|Carl Joseph Papa’s debut Ang ‘Di Paglimot ng mga Alaala (The Unforgetting, 2014) serves as an enduring memory of love.|
This August my late mother visited me in my dreams for two straight nights. The dream and the image of her in that dream were so vivid it was almost scary. It has been years since I last dreamt of her. And it is always during the times when I forget her birthday or her death anniversary is nearing. I realized that I did forget her birthday and more than a week has passed. But something about the dream struck me more than my forgetting her birthday; I realized that I might soon continue to forget future birthdays and death anniversaries on the days they should be commemorated, that I might soon forget the way she looks and moves lifelike even just in a dream. I want to visit her birthplace (the first was when she was still alive, the second almost 10 years ago) but this time I want to film it and talk to more relatives who I haven’t met but who could say a lot about her, with the hope of learning how she grew up, what part me is from her.
Ang ‘Di Paglimot ng mga Alaala (The Unforgetting) would have been a portion of that film I would’ve have made about my mother. Somewhere in there could’ve been that film had I been Carl Joseph Papa, the director. I experienced the same loss (I was about 12 when my mother died of breast cancer), something similar to what happens to the main character in the film, a daughter (Pia Franco), whose attempt to deal with the loss is depicted in an assemblage of old photographs, a chronicle of memorable moments, a slideshow of huge smiles and happy faces. The experience of loss is specific but it is the personal-universal dimension that makes Papa’s innovative approach to storytelling profound and compelling.
The slideshows appear at the beginning and midway of the film resembling the form of a first-person documentary. It certainly has the feel of it, yet it is not. These slideshows followed by online conversations, video logs (vlog) if you may, with Pia and her aunt Nancy (her mother’s sister) in the US, following a linear timeline that suggests the deteriorating condition of the mother (who we also never see though in one conversation we hear her call for her daughter). While the details about her mother’s condition figure prominently in their conversations, Pia also tells Nancy about her work and other seemingly trivial topics like famous US TV shows she watches with her mother.
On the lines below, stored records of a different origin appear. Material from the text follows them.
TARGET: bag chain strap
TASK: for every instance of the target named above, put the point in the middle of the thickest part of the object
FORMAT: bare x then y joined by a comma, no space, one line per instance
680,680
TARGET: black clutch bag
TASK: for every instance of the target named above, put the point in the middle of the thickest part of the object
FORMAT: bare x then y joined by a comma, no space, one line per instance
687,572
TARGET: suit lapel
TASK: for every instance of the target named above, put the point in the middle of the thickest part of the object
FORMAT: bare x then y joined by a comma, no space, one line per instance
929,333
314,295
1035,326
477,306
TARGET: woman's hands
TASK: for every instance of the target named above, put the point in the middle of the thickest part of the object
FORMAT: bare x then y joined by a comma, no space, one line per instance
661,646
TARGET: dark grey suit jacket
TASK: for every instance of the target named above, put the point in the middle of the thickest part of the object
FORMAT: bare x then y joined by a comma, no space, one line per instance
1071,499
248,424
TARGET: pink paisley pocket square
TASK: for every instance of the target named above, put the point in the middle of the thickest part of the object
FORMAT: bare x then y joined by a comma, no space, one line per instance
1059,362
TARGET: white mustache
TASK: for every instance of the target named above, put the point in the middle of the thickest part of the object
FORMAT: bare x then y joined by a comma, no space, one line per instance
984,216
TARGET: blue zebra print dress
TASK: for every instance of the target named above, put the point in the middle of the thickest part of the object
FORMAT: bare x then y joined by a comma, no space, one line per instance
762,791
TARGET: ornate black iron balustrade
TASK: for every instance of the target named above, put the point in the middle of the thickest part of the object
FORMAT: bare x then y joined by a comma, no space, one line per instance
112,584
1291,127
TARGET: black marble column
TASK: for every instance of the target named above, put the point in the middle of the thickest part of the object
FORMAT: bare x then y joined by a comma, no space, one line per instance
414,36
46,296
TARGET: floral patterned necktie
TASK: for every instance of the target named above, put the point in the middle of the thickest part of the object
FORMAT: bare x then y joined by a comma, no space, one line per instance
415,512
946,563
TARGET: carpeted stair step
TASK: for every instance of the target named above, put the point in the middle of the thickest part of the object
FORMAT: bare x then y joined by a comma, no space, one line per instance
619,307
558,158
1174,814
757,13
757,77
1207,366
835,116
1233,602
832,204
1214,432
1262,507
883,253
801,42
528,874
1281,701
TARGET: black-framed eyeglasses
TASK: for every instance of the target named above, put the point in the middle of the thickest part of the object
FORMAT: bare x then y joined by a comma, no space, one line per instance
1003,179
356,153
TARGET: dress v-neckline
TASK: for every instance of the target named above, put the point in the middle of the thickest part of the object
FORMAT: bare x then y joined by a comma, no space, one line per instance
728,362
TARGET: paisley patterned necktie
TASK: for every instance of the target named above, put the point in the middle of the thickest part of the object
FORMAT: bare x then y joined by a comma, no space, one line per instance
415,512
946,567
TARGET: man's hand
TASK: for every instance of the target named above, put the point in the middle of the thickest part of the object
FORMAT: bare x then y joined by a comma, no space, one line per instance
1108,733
We only get to see Pia, and it seems like she’s also talking to us, like we assume the role of Nancy.
The specificity of this experience is magnified by the use of the video technology as a storytelling device, challenging our notion of how stories in film are told. This is where Sarah Polley’s engaging Stories We Tell comes to mind. It is a character-driven narrative in the form of documentary with Polley interviewing relatives and friends and using what seemed as stock footage of her mother, in the hope that she learns and discovers something more about her. Like in Polley’s film, Papa trusts the uniqueness of his story and doesn’t attempt to amplify the drama or attempt to elicit a cathartic moment from the audience by drawing up tears. The confidence in his experiment and approach is something that is both courageous and admirable.
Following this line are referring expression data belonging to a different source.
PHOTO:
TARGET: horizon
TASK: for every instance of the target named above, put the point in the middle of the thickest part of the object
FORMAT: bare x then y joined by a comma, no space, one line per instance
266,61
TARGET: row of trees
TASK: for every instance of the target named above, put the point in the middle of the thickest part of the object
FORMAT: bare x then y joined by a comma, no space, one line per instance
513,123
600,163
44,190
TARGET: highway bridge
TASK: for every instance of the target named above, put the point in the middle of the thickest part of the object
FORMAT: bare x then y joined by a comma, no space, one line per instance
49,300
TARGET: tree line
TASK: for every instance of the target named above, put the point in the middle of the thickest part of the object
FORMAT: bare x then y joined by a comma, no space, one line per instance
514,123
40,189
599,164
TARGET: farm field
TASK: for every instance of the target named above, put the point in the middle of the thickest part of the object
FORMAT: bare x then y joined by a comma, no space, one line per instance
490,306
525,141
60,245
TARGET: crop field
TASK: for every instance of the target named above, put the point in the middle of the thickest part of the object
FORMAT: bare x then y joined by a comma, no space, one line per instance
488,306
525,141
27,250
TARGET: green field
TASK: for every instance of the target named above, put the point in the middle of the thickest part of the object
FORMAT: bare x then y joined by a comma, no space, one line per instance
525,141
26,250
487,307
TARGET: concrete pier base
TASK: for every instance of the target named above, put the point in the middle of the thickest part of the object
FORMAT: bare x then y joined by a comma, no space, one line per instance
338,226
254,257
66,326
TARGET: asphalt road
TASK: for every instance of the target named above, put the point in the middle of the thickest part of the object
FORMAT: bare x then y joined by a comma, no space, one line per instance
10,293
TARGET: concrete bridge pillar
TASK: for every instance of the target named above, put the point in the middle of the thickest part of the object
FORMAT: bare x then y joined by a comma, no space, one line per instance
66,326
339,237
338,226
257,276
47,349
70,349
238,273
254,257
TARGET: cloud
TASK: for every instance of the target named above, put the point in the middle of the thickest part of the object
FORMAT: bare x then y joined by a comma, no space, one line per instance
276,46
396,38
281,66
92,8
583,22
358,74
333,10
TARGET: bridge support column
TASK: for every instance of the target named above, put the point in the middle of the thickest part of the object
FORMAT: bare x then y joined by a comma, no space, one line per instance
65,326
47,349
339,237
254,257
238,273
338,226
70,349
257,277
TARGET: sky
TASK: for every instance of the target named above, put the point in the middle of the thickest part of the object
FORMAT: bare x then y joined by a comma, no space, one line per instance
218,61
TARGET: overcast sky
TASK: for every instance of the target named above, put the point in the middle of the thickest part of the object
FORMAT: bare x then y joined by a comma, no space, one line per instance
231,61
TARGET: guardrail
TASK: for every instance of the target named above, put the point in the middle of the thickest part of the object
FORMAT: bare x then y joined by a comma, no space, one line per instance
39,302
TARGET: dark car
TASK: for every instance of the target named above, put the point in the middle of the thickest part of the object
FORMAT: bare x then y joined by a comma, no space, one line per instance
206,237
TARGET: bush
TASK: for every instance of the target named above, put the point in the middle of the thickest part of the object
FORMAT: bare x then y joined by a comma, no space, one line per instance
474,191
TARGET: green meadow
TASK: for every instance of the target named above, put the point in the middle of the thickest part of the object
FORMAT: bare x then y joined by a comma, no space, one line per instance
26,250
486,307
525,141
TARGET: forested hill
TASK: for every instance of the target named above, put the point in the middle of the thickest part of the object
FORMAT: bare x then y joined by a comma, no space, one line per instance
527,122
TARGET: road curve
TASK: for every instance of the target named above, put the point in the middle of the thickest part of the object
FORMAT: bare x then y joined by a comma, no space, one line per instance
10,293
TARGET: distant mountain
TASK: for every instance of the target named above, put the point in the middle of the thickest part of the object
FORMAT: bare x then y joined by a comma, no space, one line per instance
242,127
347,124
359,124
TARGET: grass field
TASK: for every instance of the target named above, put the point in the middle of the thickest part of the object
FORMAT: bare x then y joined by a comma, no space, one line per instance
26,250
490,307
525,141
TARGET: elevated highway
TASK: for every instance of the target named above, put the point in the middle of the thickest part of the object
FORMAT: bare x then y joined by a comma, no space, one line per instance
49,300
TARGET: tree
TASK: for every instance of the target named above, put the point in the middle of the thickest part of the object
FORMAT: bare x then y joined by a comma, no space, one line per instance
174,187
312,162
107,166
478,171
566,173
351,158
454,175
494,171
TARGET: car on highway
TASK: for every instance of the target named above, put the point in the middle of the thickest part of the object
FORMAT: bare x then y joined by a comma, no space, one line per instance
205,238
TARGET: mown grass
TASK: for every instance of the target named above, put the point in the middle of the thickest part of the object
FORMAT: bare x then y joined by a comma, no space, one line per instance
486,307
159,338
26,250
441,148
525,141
Ultimately, The Unforgetting is film as memory. It explores and expands the same theme of loss and longing in Papa’s short films, the lovely iNay (Mother, 2013) and the elegiac ‘Ti Panagawid (Homecoming, 2013). His use of animation in iNay deepens this sad longing, while the latter’s brevity (at two minutes) serves as a fragment of enduring memory. Papa recognizes the power of memory and the power it holds over our thinly-built walls of fortitude, how we latch on to nostalgia as an escape and coping mechanism, unmindful whether we come out of the experience in a cathartic moment or lead us to more suffering. This power, the cycle of remembrance, makes the process of unforgetting a futile attempt – eventually we are cursed by our painful memories, forever doomed to a lifetime of unremembering.